The base also expands from the senior end. More than 260 million residents aged 60+ lift demand for joint, brain, and heart care, anchoring the category in durable, recurring need. Geographically, demand concentrates in higher-tier cities — Tier-1 (44.0%), New Tier-1 (22.9%), and Tier-2 (14.0%) together represent roughly 81% of buyers, where work and lifestyle intensity drive stronger health consumption. A category growing from both the Gen Z and the 60+ ends, with men entering at pace, has a structurally widening addressable market.
Policy Widens the Runway#
China's prevention shift is reinforced by a coordinated policy backdrop. Healthy China 2030 and the 14th Five-Year Health Plan set prevention-first national goals, while the 2025 Action Plan for Promoting Health Consumption explicitly supports supplement and functional-food innovation. Most consequential for product developers, the medicine-food homology catalog expanded by 106 substances — broadening the legal raw-material base and bringing traditional Chinese wellness ingredients into mainstream formulation. Alongside this, "Blue Hat" registered products grew +21.8% across 2025-Q1 2026 to roughly CN¥ 20 billion, signalling that credibility and regulatory backing convert at a premium.
Three Findings That Hold Across the Report#
First, proactive prevention is now the mainstream consumer posture. Supplement penetration reached 75.6%, demographics broadened on every axis, and demand concentrated in higher-tier cities. With 260M+ residents aged 60+ and an early-adopting Gen Z, the buyer base is expanding from both ends at once.
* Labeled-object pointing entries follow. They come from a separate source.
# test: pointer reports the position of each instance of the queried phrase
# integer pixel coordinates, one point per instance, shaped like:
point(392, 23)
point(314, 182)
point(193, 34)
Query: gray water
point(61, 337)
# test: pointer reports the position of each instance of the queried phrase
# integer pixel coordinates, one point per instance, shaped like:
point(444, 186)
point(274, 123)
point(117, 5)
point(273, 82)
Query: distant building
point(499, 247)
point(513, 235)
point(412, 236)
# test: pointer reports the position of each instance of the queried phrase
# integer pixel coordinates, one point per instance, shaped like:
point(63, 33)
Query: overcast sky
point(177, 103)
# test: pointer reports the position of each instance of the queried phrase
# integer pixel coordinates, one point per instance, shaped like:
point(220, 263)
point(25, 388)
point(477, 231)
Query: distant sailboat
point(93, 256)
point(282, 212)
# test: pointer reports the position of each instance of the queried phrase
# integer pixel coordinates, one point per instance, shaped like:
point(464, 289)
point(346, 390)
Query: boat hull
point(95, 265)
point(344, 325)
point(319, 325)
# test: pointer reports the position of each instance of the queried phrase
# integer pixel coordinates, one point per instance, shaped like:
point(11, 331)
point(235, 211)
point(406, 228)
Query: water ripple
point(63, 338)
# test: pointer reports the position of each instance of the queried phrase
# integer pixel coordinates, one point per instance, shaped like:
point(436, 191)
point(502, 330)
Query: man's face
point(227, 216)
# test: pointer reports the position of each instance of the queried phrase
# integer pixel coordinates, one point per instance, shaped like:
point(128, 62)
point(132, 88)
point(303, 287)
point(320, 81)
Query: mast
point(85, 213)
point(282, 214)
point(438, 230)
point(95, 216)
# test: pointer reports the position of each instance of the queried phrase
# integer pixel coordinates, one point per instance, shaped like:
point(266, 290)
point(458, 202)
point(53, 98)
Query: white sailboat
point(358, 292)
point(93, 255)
Second, specialisation is where the growth is reallocating. Supplements moved from general to targeted: sleep, brain health, and anemia are the emerging high-growth segments, while large established segments — immunity, bone, protein, oral beauty — sustain sales through product upgrades. Ingredient value is set by biological mechanism and application scenario, not novelty.
Third, credibility and format innovation unlock the next demand layer. Doctor-endorsed, certified, and "Blue Hat" registered products convert at a premium; novel delivery forms such as freeze-dried rapid-dissolve tablets, oral films, and sprays post triple-digit growth; and medicine-food homology pairings bring traditional Chinese wellness into precise, mainstream formulation.
About the Data#
This analysis draws on Moojing Market Intelligence proprietary research across mainstream e-commerce and social listening platforms, covering 2025 full-year online consumer purchasing with partial Q1 2026 data across China's health and wellness categories. Category sizing aggregates mainstream e-commerce platforms; social-buzz figures reference Moojing's social coverage. Source data was extracted directly from the partner-delivered deck's chart XML (25 charts) and slide text (25 slides), with full methodology caveats disclosed in the source whitepaper. Growth framing follows Moojing's positive-framing house rules: segment language describes the reallocation of growth toward mechanism-specific actives and scenario-led formats rather than absolute category movement.